Depois do cadastro, a equipe responsável tem até 24 horas para entrar em contato. A própria usuária pode escolher, entre as opções disponíveis, o dia e o horário da consulta. O link de acesso à teleconsulta é enviado antes do atendimento.
Quantas consultas podem ser feitas?
O acompanhamento pode ter até dez sessões. Caso seja necessário, um novo ciclo de consultas pode ser iniciado.
A proposta é que o atendimento online também funcione como uma porta de entrada para outros serviços de saúde. Depois das sessões, a mulher poderá ser direcionada a um Centro de Atenção Psicossocial (Caps) ou a outro ponto da rede do Sistema Único de Saúde (SUS) para continuar o acompanhamento.
Se não houver um serviço local disponível para dar sequência ao cuidado, o Ministério da Saúde prevê a manutenção do acompanhamento a distância.
Quem pode usar e quais são os horários?
O Acolhe Mais atende dois grupos: mulheres que enfrentam ou já enfrentaram algum tipo de violência e mulheres que cuidam de familiares com deficiência, transtornos do neurodesenvolvimento ou doenças raras.
As consultas podem ser realizadas de segunda a sexta-feira, das 8h às 20h, e aos sábados, das 8h às 14h.
O atendimento psicológico online não substitui os serviços de emergência. Em caso de risco imediato à integridade ou à vida da mulher, devem ser acionados os canais de emergência.
Canais de apoio para mulheres em situação de violência
Além do atendimento psicológico pelo SUS, mulheres em situação de violência podem procurar outros serviços de orientação, denúncia e proteção:
Central de Atendimento à Mulher
O Ligue 180 é gratuito e funciona 24 horas por dia, inclusive aos fins de semana e feriados. O canal recebe denúncias, orienta sobre direitos e informa onde encontrar serviços especializados de atendimento.
Também é possível entrar em contato pelo WhatsApp, no número (61) 9610-0180, e há opção de atendimento por e-mail e em Libras. Saiba mais aqui.
Polícia Militar
Em situações de emergência, quando a violência estiver acontecendo ou houver risco imediato à segurança da mulher, a Polícia Militar pode ser acionada pelo telefone 190.

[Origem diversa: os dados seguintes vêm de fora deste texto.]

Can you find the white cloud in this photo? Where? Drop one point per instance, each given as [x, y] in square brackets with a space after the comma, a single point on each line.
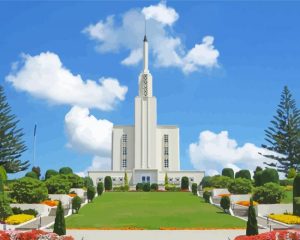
[167, 49]
[45, 77]
[161, 13]
[88, 134]
[214, 151]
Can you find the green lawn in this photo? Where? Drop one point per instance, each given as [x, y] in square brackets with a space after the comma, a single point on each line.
[151, 210]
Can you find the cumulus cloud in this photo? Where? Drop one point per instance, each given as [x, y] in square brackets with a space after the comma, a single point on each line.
[167, 49]
[88, 134]
[45, 77]
[214, 151]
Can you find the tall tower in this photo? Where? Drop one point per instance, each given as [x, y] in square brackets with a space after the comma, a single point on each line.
[145, 118]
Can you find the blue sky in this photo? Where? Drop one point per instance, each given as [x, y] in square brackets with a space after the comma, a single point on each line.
[228, 99]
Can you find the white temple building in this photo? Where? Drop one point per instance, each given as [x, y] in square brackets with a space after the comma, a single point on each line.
[145, 150]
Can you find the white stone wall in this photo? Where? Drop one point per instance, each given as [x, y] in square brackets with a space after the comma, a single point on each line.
[42, 209]
[173, 144]
[117, 134]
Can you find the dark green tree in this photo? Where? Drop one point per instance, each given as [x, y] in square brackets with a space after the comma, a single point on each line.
[91, 193]
[11, 144]
[228, 172]
[59, 224]
[252, 228]
[283, 136]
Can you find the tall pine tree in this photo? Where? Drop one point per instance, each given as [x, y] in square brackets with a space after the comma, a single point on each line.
[11, 144]
[283, 136]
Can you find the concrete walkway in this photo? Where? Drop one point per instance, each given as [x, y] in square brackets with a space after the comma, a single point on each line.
[156, 234]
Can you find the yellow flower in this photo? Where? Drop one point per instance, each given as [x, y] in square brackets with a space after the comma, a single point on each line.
[285, 218]
[18, 219]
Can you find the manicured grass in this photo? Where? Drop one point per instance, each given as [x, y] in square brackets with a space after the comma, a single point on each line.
[288, 197]
[151, 210]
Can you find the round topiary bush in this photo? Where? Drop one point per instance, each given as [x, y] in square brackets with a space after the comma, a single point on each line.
[107, 183]
[100, 188]
[194, 188]
[270, 175]
[240, 186]
[154, 187]
[243, 174]
[146, 187]
[184, 183]
[206, 196]
[76, 204]
[228, 172]
[65, 170]
[225, 203]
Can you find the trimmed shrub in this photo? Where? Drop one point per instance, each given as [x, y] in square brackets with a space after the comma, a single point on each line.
[76, 203]
[252, 228]
[88, 182]
[296, 195]
[225, 203]
[291, 173]
[269, 193]
[194, 188]
[90, 193]
[29, 190]
[58, 184]
[206, 196]
[65, 170]
[240, 186]
[100, 188]
[50, 173]
[286, 182]
[270, 175]
[107, 183]
[154, 187]
[146, 187]
[220, 181]
[184, 183]
[228, 172]
[31, 175]
[139, 187]
[206, 182]
[59, 224]
[243, 174]
[37, 171]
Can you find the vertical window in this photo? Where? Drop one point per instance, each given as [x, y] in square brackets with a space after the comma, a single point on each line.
[166, 151]
[124, 151]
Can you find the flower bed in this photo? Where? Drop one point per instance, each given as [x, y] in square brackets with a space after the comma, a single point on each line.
[246, 203]
[285, 218]
[50, 203]
[32, 235]
[18, 219]
[274, 235]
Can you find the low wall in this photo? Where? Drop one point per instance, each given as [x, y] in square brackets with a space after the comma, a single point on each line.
[42, 209]
[239, 197]
[266, 209]
[218, 191]
[64, 198]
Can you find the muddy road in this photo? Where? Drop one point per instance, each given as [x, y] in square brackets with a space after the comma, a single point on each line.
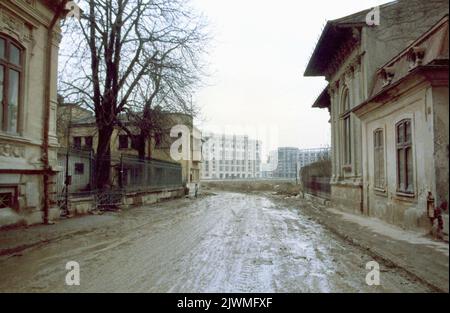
[227, 242]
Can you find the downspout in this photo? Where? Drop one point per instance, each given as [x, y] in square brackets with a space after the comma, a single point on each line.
[47, 78]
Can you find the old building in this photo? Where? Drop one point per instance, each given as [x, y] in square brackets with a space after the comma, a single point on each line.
[405, 130]
[79, 131]
[308, 156]
[29, 40]
[231, 157]
[349, 54]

Delegacias Especializadas de Atendimento à Mulher (Deams)
As Deams são unidades especializadas no atendimento a mulheres vítimas de violência. Nelas, é possível registrar ocorrência e buscar informações sobre medidas de proteção e outros procedimentos previstos em lei.
Os endereços das delegacias especializadas no Estado de São Paulo podem ser consultados pelo site. Nos municípios onde não há uma unidade especializada, a mulher pode procurar uma delegacia da Polícia Civil.